So, Will Schumer Now Propose a 35% Tax on Capital Gains and Other Tax Avoidance Schemes?
My colleague David Dayen, perhaps more optimistic than I, is hopeful that Senator Chuck Schumer’s proposal (with Senator Casey) to impose a tax penalty of 30 percent on those who renounce US citizenship to avoid US taxes will have useful spillover effects. I hope he’s right.
I suspect Chuck Schumer is pulling a fast one on us. After all, it doesn’t make sense to be upset that some selfish rich kid who came from another country would feel no particular loyalty to America, while we look the other way as millions of wealthy Americans and US-based corporations do everything they can to shield their income and evade US taxes while still enjoying all the benefits of US citizenship.

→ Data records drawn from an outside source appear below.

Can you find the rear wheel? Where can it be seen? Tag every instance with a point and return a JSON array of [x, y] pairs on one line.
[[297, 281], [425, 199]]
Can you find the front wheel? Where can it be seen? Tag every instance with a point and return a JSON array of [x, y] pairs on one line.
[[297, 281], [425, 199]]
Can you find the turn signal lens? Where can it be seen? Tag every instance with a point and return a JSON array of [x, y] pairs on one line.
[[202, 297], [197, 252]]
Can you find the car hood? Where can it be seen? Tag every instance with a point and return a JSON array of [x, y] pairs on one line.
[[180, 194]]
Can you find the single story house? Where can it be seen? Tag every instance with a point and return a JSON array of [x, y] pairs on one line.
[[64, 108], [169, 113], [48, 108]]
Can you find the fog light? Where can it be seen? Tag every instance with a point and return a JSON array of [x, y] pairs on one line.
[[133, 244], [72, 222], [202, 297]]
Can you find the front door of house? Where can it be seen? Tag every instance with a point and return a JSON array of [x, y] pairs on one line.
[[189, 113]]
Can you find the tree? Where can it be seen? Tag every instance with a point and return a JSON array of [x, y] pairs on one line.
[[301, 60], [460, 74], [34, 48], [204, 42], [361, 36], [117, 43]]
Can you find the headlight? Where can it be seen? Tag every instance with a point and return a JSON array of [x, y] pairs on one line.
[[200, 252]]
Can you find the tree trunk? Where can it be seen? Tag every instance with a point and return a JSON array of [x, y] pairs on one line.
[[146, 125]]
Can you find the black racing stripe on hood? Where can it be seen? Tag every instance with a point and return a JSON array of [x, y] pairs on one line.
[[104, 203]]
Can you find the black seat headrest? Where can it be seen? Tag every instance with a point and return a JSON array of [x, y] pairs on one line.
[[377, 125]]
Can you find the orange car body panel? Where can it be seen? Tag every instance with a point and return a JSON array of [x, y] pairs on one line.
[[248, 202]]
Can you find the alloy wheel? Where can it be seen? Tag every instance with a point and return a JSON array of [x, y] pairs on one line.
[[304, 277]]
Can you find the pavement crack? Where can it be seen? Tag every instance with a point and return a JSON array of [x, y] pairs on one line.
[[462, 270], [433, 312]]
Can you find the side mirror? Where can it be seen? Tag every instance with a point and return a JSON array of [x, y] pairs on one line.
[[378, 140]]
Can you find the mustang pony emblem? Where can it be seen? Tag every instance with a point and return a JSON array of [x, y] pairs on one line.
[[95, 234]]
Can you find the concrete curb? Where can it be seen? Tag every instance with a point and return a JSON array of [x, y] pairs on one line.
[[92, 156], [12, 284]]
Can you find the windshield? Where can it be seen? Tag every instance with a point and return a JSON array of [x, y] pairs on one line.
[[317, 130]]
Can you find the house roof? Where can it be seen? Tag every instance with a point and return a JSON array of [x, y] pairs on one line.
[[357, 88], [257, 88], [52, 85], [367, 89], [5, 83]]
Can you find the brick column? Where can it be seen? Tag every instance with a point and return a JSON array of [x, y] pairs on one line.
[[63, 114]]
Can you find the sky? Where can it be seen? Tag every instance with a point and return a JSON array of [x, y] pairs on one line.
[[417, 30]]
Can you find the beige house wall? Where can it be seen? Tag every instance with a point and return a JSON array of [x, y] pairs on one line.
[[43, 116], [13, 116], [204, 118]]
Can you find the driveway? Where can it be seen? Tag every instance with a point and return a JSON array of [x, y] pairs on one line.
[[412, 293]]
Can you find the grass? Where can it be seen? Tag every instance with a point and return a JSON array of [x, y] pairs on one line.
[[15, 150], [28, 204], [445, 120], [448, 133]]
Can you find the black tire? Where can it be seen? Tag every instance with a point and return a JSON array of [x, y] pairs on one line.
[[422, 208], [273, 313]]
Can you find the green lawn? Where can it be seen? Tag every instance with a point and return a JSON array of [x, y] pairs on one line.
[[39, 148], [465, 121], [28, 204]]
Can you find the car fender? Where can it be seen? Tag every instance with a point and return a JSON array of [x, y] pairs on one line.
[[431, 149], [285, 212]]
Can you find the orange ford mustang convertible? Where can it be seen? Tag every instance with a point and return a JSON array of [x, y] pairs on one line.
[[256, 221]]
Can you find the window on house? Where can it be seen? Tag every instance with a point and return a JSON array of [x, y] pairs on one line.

So here’s my suggestion, Chuck. The biggest, most egregious tax evaders in the US are not those who openly renounce their citizenship to evade taxes but rather the millions of self-described patriotic souls who are happy to wrap themselves in the flag while they pay only 15 percent on capital gains and effective rates on ordinary income far lower than the marginal 35% (or 39% if the Bush/Obama cuts expire) that are supposed to apply.
Let’s tax capital gains and Mitt Romney’s
looting fees hedge fund profits as ordinary income. Let’s raise the marginal tax rates on wealthy individuals to levels that existed when we used to have prosperity. Raise them to levels that would be economically justified — say up to 60 to 80 percent marginal rates, since research shows it won’t adversely affect their incentives much — because that’s in the national/economic interest. And then raise corporate tax rates on nominally US corporations that shield profits here and oversees while demanding tax holidays every decade or so to bring their untaxed profits back “home.”
We’ll then find out how patriotic these folks are . . . and whether Chuck Schumer is sincere or just a shill trying to detract from what he and his colleagues have been fronting for decades.